Wednesday 4 March 2020

Freeman Dyson: 15 December 1923 – 28 February 2020

I only learned of Dyson's passing yesterday, quite by accident. I didn't hear about it through any news service.

In this video, Dyson describes the moment on a Greyhound bus in 1948, when he was struck by lightning (to use a suitably vivid metaphor) which eventually gave rise to a Nobel prize in physics for Feynman, Schwinger and Tomanaga, but not himself.

It was the unification of quantum mechanics (QM) with Einstein's special theory of relativity. Unification with the general theory of relativity (GR) still eludes us, and Dyson heretically argues that it may never happen (in another video). Dyson's other significant contribution to physics was to prove (along with Andrew Leonard, in 1967) how the Pauli Exclusion Principle stops you from sinking into everything you touch.

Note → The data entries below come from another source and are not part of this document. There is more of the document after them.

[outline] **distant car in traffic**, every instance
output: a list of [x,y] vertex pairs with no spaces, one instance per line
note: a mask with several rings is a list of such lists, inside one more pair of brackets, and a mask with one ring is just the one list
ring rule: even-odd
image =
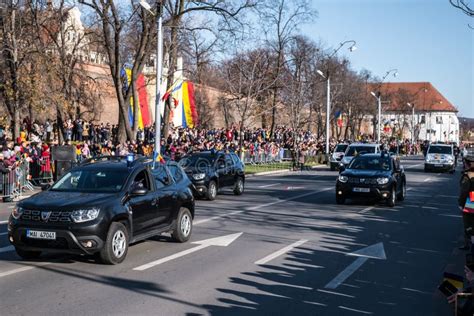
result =
[[349,144],[341,143],[337,144],[336,148],[332,152],[331,156],[329,156],[329,166],[331,171],[334,171],[339,168],[339,164],[341,163],[342,158],[344,157],[344,153],[346,152],[347,147]]
[[406,196],[406,177],[397,156],[387,153],[356,156],[342,167],[336,181],[336,202],[353,197],[384,200],[391,207]]
[[71,169],[50,188],[20,201],[8,221],[8,237],[22,258],[42,252],[97,255],[121,263],[131,243],[170,232],[186,242],[192,233],[194,198],[177,163],[101,157]]
[[453,145],[430,144],[426,151],[425,172],[449,171],[454,173],[456,164]]
[[353,143],[347,146],[344,157],[341,159],[340,166],[347,167],[357,155],[362,154],[378,154],[380,153],[379,144]]
[[231,188],[235,195],[244,193],[244,164],[233,152],[202,151],[184,156],[179,164],[194,185],[196,197],[214,200],[222,188]]

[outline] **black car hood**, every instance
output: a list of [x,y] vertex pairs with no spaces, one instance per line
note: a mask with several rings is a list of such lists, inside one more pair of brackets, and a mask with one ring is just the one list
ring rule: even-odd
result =
[[116,199],[116,193],[83,193],[44,191],[18,203],[28,209],[65,209],[84,208],[103,205]]
[[390,171],[383,171],[383,170],[346,169],[341,174],[348,177],[365,177],[365,178],[390,177]]

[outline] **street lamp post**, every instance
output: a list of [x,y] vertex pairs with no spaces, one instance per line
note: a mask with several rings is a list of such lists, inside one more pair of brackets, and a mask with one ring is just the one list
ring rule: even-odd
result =
[[411,143],[415,143],[415,104],[407,103],[411,108]]
[[[397,77],[398,76],[398,69],[390,69],[385,73],[385,76],[383,76],[382,81],[380,82],[379,87],[382,85],[384,80],[388,77],[393,72],[393,76]],[[370,92],[376,99],[377,99],[377,106],[378,106],[378,119],[377,119],[377,142],[380,143],[380,133],[381,133],[381,120],[382,120],[382,98],[381,98],[381,93],[378,91],[377,93],[375,92]]]
[[[155,15],[151,10],[150,4],[145,0],[140,1],[140,5],[152,15]],[[153,168],[155,168],[155,163],[158,158],[158,155],[161,153],[161,111],[160,111],[160,102],[161,102],[161,93],[160,93],[160,84],[161,77],[163,72],[163,14],[162,14],[162,2],[157,2],[158,5],[158,21],[157,21],[157,34],[158,40],[156,45],[156,96],[155,96],[155,147],[153,150]]]
[[[339,44],[339,47],[336,48],[331,55],[328,56],[328,59],[334,56],[345,44],[352,44],[349,47],[349,51],[353,52],[357,49],[356,41],[349,40]],[[326,155],[329,155],[329,133],[330,133],[330,112],[331,112],[331,76],[329,75],[329,70],[324,74],[321,70],[316,71],[321,77],[326,79],[327,83],[327,98],[326,98]]]

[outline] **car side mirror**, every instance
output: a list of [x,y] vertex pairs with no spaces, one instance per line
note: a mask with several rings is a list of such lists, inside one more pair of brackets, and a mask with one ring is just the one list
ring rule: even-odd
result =
[[144,196],[148,193],[148,190],[145,188],[137,188],[130,192],[130,196]]

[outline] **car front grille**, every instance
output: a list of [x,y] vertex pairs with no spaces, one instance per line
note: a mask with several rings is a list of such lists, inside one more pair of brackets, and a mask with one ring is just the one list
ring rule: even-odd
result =
[[47,219],[41,218],[41,213],[47,211],[24,210],[21,219],[33,222],[53,222],[53,223],[69,223],[71,222],[71,212],[51,211]]
[[348,180],[349,183],[354,183],[354,184],[377,184],[377,179],[376,178],[355,178],[355,177],[350,177]]

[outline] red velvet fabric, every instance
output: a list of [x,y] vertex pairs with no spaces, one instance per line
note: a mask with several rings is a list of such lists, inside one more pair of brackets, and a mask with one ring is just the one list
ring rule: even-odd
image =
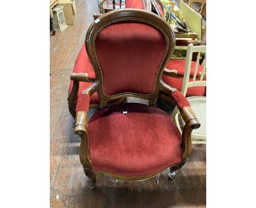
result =
[[[164,82],[169,86],[176,88],[181,91],[182,88],[182,83],[183,79],[181,78],[170,77],[166,75],[162,75]],[[190,79],[190,81],[192,79]],[[205,87],[203,86],[193,87],[188,88],[186,97],[191,97],[193,96],[205,96]]]
[[143,0],[126,0],[125,8],[145,9]]
[[[84,44],[83,45],[82,47],[78,53],[73,72],[74,73],[88,73],[89,79],[91,80],[95,79],[94,70],[91,62],[90,62],[88,56],[87,55]],[[92,84],[92,82],[80,82],[78,97],[79,97],[82,94],[82,92],[83,90],[87,89]],[[68,94],[71,92],[72,87],[73,81],[71,81],[70,82],[69,89],[68,90]],[[98,97],[96,93],[94,93],[91,96],[90,99],[90,104],[98,104]]]
[[85,111],[88,113],[90,103],[90,96],[88,94],[81,94],[78,96],[75,113],[78,111]]
[[[190,77],[194,77],[194,72],[195,71],[195,62],[192,61],[191,63]],[[174,69],[178,71],[178,76],[183,77],[185,70],[185,65],[186,64],[185,59],[170,59],[166,65],[166,68],[170,70]],[[201,65],[198,65],[197,71],[196,72],[196,77],[200,76],[199,72],[202,72],[202,67]]]
[[130,103],[105,108],[92,115],[88,131],[94,170],[146,175],[181,160],[181,134],[157,108]]
[[181,109],[186,106],[190,106],[190,104],[188,100],[187,100],[182,93],[178,90],[172,93],[172,97],[175,101],[179,109]]
[[144,23],[118,22],[101,30],[95,49],[105,95],[152,93],[166,45],[161,32]]

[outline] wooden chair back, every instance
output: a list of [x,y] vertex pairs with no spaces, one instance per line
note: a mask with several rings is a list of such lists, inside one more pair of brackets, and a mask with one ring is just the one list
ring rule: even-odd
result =
[[[205,57],[202,63],[203,70],[200,73],[200,77],[196,77],[196,74],[198,70],[201,53],[204,53]],[[194,75],[192,81],[189,81],[190,78],[191,63],[193,53],[198,53],[196,64],[194,71]],[[188,46],[188,50],[186,56],[186,64],[184,72],[183,82],[182,84],[182,93],[185,96],[188,88],[189,87],[196,86],[206,86],[206,46],[194,46],[193,44],[189,44]]]

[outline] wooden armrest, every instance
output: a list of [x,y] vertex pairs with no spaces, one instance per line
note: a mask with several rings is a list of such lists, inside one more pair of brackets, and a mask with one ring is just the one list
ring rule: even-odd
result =
[[90,80],[88,78],[87,73],[71,73],[70,79],[73,81],[94,82],[94,80]]
[[87,133],[88,126],[87,113],[84,111],[78,111],[75,114],[74,121],[74,134],[82,136],[84,133]]
[[102,14],[94,13],[93,15],[94,20],[95,20],[96,19],[98,19],[98,17],[100,17],[100,16],[102,15],[103,15]]
[[191,134],[192,131],[200,127],[200,123],[190,108],[187,99],[176,88],[172,88],[160,80],[160,90],[172,97],[177,104],[185,125],[182,131],[182,160],[186,159],[192,152]]

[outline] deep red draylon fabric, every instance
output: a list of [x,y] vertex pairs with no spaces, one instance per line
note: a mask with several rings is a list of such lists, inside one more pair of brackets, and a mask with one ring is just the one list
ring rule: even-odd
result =
[[[178,71],[178,76],[183,77],[184,76],[184,71],[186,60],[185,59],[170,59],[166,65],[166,68],[170,70],[174,69]],[[195,62],[192,62],[191,64],[190,77],[194,76]],[[199,72],[202,70],[202,67],[199,65],[196,77],[200,76]],[[182,88],[182,78],[170,77],[166,75],[162,75],[164,82],[168,85],[176,88],[178,90],[181,91]],[[190,79],[190,81],[192,79]],[[205,96],[205,87],[202,86],[193,87],[188,88],[186,94],[186,97],[191,97],[193,96]]]
[[166,45],[161,32],[144,23],[119,22],[101,30],[95,48],[104,94],[152,93]]
[[145,9],[143,0],[126,0],[125,8]]
[[174,91],[172,93],[172,97],[175,101],[179,109],[182,108],[184,107],[190,106],[188,100],[179,91]]
[[90,103],[90,96],[88,94],[82,94],[78,96],[75,113],[78,111],[85,111],[88,113]]
[[168,114],[157,108],[124,103],[105,108],[92,115],[88,130],[94,170],[146,175],[181,160],[182,136]]

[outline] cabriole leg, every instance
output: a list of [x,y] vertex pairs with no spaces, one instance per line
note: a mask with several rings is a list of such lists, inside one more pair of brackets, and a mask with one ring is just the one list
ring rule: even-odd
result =
[[94,172],[91,170],[90,170],[84,166],[83,166],[84,168],[84,172],[87,177],[88,177],[91,181],[91,183],[90,186],[90,188],[94,188],[95,187],[96,182],[97,181],[97,176],[96,176]]

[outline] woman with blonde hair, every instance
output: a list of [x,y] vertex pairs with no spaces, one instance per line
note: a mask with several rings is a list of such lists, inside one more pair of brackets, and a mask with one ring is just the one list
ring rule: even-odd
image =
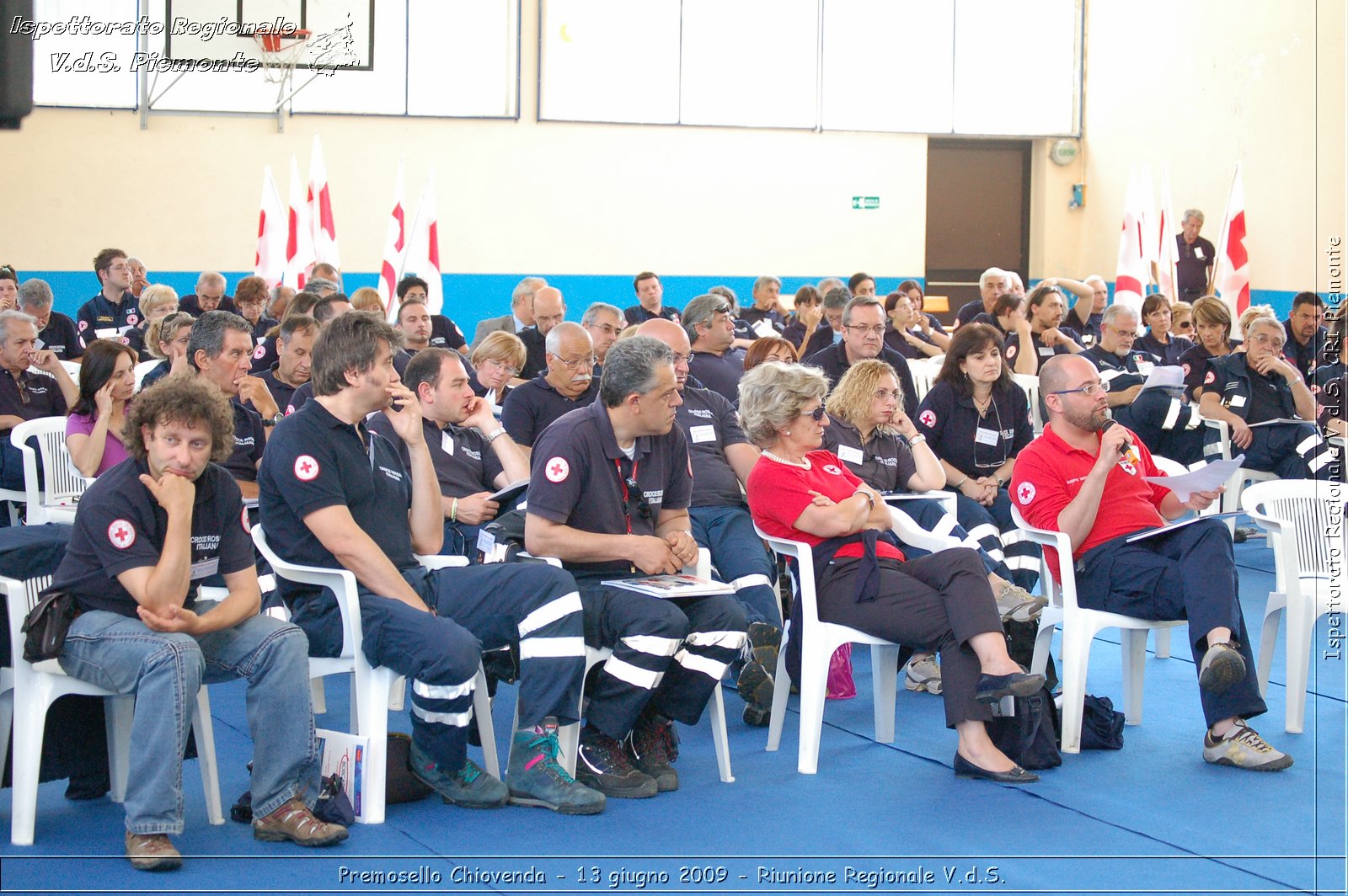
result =
[[[977,554],[950,548],[907,561],[880,494],[822,449],[828,380],[813,366],[770,361],[740,380],[740,422],[763,454],[749,473],[754,521],[813,548],[820,618],[941,652],[954,773],[1008,784],[1038,780],[988,737],[991,703],[1043,687],[1008,655]],[[801,676],[801,601],[787,629],[787,668]],[[783,683],[785,686],[785,683]]]
[[477,344],[473,356],[469,358],[473,373],[468,377],[468,385],[479,397],[488,399],[495,407],[506,403],[506,395],[511,391],[511,380],[524,368],[524,358],[528,350],[524,342],[514,333],[496,330]]

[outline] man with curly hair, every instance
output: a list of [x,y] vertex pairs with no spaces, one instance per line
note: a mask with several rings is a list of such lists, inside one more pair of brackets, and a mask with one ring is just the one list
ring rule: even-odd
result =
[[[197,691],[248,679],[253,740],[253,837],[330,846],[346,829],[313,817],[318,794],[309,641],[257,613],[260,591],[239,485],[218,462],[233,451],[228,400],[202,379],[167,377],[131,406],[129,459],[80,501],[54,587],[74,596],[61,667],[135,694],[127,780],[127,857],[142,870],[178,868],[182,753]],[[228,594],[200,600],[222,574]]]

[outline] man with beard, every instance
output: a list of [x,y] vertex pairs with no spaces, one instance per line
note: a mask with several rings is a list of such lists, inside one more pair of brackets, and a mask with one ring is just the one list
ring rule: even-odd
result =
[[[1277,322],[1275,322],[1277,325]],[[1231,534],[1198,520],[1130,543],[1217,492],[1181,501],[1163,485],[1151,453],[1126,426],[1108,420],[1100,375],[1086,358],[1054,357],[1039,372],[1049,408],[1043,435],[1020,451],[1011,493],[1030,525],[1068,535],[1076,561],[1077,602],[1153,620],[1189,620],[1189,640],[1208,732],[1202,759],[1216,765],[1281,771],[1291,757],[1270,746],[1246,718],[1267,711],[1236,579]],[[1045,548],[1049,569],[1058,558]]]

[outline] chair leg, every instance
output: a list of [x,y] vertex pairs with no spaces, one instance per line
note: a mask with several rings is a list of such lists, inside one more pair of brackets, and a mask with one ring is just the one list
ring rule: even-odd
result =
[[899,695],[899,645],[871,644],[871,690],[875,693],[875,742],[894,742],[894,703]]
[[[1157,629],[1158,632],[1161,629]],[[1142,724],[1142,672],[1147,663],[1147,633],[1144,628],[1126,628],[1123,637],[1123,721]]]
[[721,697],[721,686],[717,684],[708,702],[712,724],[712,742],[716,744],[716,765],[721,771],[721,781],[733,784],[735,775],[731,772],[731,737],[725,730],[725,701]]
[[[518,710],[516,710],[518,711]],[[477,678],[473,679],[473,717],[477,719],[477,736],[483,741],[483,768],[487,773],[500,780],[501,763],[496,755],[496,726],[492,724],[492,698],[487,693],[487,672],[481,664],[477,666]],[[514,732],[511,732],[514,734]]]
[[776,652],[776,671],[772,674],[772,714],[767,722],[767,752],[775,753],[782,745],[782,726],[786,706],[791,699],[791,676],[786,674],[786,641]]
[[210,718],[210,697],[206,687],[197,691],[197,703],[191,710],[191,728],[197,733],[197,767],[201,769],[201,786],[206,792],[206,821],[224,825],[225,814],[220,804],[220,767],[216,765],[216,728]]
[[1279,591],[1268,591],[1268,604],[1264,605],[1264,624],[1259,633],[1259,695],[1268,697],[1268,672],[1273,670],[1273,652],[1278,647],[1278,625],[1282,622],[1283,610],[1287,608],[1287,596]]

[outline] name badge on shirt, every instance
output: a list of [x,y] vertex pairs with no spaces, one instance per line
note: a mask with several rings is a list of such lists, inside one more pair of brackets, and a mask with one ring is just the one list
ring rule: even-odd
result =
[[861,463],[865,461],[865,454],[861,453],[861,449],[855,449],[851,445],[840,445],[838,459],[848,463]]
[[205,561],[197,561],[195,563],[191,565],[191,581],[195,582],[198,578],[206,578],[214,575],[217,571],[220,571],[218,556],[212,556],[210,559]]

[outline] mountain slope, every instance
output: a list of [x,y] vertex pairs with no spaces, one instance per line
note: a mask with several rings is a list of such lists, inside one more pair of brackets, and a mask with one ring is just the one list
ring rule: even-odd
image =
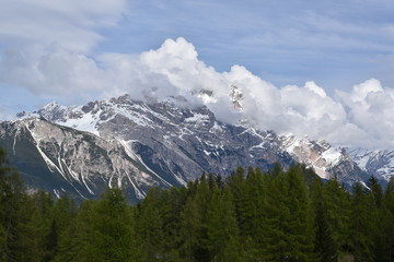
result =
[[[242,94],[233,93],[242,109]],[[368,178],[345,150],[327,142],[256,130],[245,121],[227,124],[207,107],[184,104],[128,95],[80,107],[51,103],[3,122],[0,146],[32,186],[80,198],[94,198],[115,183],[138,201],[153,186],[185,184],[204,172],[227,176],[237,166],[267,170],[277,162],[285,168],[305,163],[322,178],[335,176],[348,186]]]
[[9,152],[10,164],[19,168],[31,189],[56,195],[67,192],[92,199],[108,184],[116,184],[138,201],[150,187],[170,186],[127,146],[39,118],[1,123],[0,146]]

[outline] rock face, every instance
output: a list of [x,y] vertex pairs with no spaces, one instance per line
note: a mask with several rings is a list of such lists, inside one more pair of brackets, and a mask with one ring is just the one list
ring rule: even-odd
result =
[[394,178],[394,151],[348,150],[359,167],[376,177],[382,183]]
[[[242,94],[232,91],[241,108]],[[327,142],[227,124],[207,107],[175,104],[128,95],[81,107],[51,103],[1,123],[0,146],[32,188],[79,198],[116,184],[138,201],[153,186],[185,184],[204,172],[227,176],[237,166],[267,170],[277,162],[305,163],[322,178],[336,176],[347,184],[368,177],[345,150]]]
[[0,146],[31,189],[78,199],[99,196],[106,187],[124,187],[130,200],[142,199],[150,187],[171,186],[125,144],[39,118],[0,126]]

I learned only a year or so ago that Dyson believes that QM is distinct from classical physics, contrary to accepted wisdom. A viewpoint I've long held myself. What's more, Dyson argues that QM can only describe the future and classical physics describes the past. Another view I thought I held alone. In his own words:

What really happens is that the quantum-mechanical description of an event ceases to be meaningful as the observer changes the point of reference from before the event to after it. We do not need a human observer to make quantum mechanics work. All we need is a point of reference, to separate past from future, to separate what has happened from what may happen, to separate facts from probabilities.




Addendum: I came across this excellent obituary in the New York Times.